I have even seen some with Corvino, Tudor and even Dibbo in there!

who is the sire and dam of your friends dog?

you know this dog dont you......look at the bitch

http://www.wildsidekennels.com/dibo.html


----------



## littleboyblue (Feb 19, 2006)

*heres one I found*

http://members.tripod.com/clicks_apbt/


----------



## Midwest Bully (May 10, 2006)

Its gonna be exremely hard to find a pure Heinzl dog.
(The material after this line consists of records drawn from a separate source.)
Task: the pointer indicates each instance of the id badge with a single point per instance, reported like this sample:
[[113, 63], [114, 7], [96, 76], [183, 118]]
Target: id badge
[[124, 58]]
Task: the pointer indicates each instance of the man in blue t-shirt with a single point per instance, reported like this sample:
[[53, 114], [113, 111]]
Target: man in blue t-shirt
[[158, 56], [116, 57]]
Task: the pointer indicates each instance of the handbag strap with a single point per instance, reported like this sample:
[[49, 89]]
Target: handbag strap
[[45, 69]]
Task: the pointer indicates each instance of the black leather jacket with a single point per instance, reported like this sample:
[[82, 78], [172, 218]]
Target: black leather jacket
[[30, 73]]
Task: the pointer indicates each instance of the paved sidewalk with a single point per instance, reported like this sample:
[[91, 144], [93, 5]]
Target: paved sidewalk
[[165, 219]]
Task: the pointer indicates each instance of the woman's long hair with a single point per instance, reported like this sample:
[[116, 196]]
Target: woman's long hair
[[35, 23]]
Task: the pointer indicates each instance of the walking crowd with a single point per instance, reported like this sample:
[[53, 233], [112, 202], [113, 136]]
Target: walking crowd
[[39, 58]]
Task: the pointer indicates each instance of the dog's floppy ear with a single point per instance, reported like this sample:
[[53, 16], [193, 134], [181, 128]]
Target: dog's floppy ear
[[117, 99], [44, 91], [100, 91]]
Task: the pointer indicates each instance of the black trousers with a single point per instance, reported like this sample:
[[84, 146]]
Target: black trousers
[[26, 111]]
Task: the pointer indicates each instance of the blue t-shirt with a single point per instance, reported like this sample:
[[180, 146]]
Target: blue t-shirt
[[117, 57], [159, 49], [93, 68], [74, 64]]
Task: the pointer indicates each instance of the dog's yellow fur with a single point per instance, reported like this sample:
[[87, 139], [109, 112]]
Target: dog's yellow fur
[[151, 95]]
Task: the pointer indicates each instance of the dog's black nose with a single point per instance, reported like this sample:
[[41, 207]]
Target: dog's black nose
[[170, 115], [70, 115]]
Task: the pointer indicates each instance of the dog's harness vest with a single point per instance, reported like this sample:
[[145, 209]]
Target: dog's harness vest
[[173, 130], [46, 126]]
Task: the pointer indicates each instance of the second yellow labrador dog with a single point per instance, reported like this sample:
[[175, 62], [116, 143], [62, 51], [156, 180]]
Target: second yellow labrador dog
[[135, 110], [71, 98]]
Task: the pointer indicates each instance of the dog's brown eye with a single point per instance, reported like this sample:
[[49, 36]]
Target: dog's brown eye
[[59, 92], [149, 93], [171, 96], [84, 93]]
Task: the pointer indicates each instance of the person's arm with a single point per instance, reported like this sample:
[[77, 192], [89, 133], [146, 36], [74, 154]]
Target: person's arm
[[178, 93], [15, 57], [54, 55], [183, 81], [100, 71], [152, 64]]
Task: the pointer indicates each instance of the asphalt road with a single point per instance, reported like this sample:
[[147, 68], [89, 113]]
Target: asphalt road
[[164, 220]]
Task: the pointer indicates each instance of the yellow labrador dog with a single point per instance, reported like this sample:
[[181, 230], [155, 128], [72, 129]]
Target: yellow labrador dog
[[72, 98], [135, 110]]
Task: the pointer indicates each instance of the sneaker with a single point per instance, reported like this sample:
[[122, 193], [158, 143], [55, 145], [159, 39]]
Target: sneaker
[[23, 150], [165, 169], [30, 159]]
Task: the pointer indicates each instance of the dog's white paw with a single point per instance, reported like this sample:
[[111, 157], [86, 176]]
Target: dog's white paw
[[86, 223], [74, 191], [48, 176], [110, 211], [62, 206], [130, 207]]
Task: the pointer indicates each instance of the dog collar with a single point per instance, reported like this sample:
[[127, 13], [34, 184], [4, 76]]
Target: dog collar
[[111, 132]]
Where did your friend get their female?


----------



## Lisa3 (Aug 16, 2006)

This guy friend of mine used to own a fantastic pure HEINZL'S, she died not long ago..I wish to post her ped which is astonishing as 99% of ancestors are pure Heinzl's..it is too big and I find it difficul to reduce it..hoper i can post it to you later..anyway this is a link where u can see the passed away Champion Betty:
http://www.gamekennel.altervista.org/yard_news.html
The new female he got a month ago is also descending from same ancestors and line..the guy told me these Heinzl's dogs were imported some years ago from the states from a kennel which then has been destroyed and all dogs sadly have been put to sleep..cannot tell the name now..will come to you later also with this..
Thank you for helping out this guy which is really very very fond of this bloodline I talk on his behalf as he cannot speak english.
Ciao


----------



## Midwest Bully (May 10, 2006)

Betty is a outstanding look'n dog!!

I will look around for this line and see what I can find.....


----------



## Lisa3 (Aug 16, 2006)

Thank you all for your help..I post a pic's of Heinzl's Zuny ..the actual beautiful dog of this friend of mine.
ciao


----------



## Lisa3 (Aug 16, 2006)

littleboyblue said:


> http://members.tripod.com/clicks_apbt/


Thank you!! but unfortunately messages sent to the e-mail address shown on site are " undeliverable" Do you know another way to contact Paradise Farm?
Bye


----------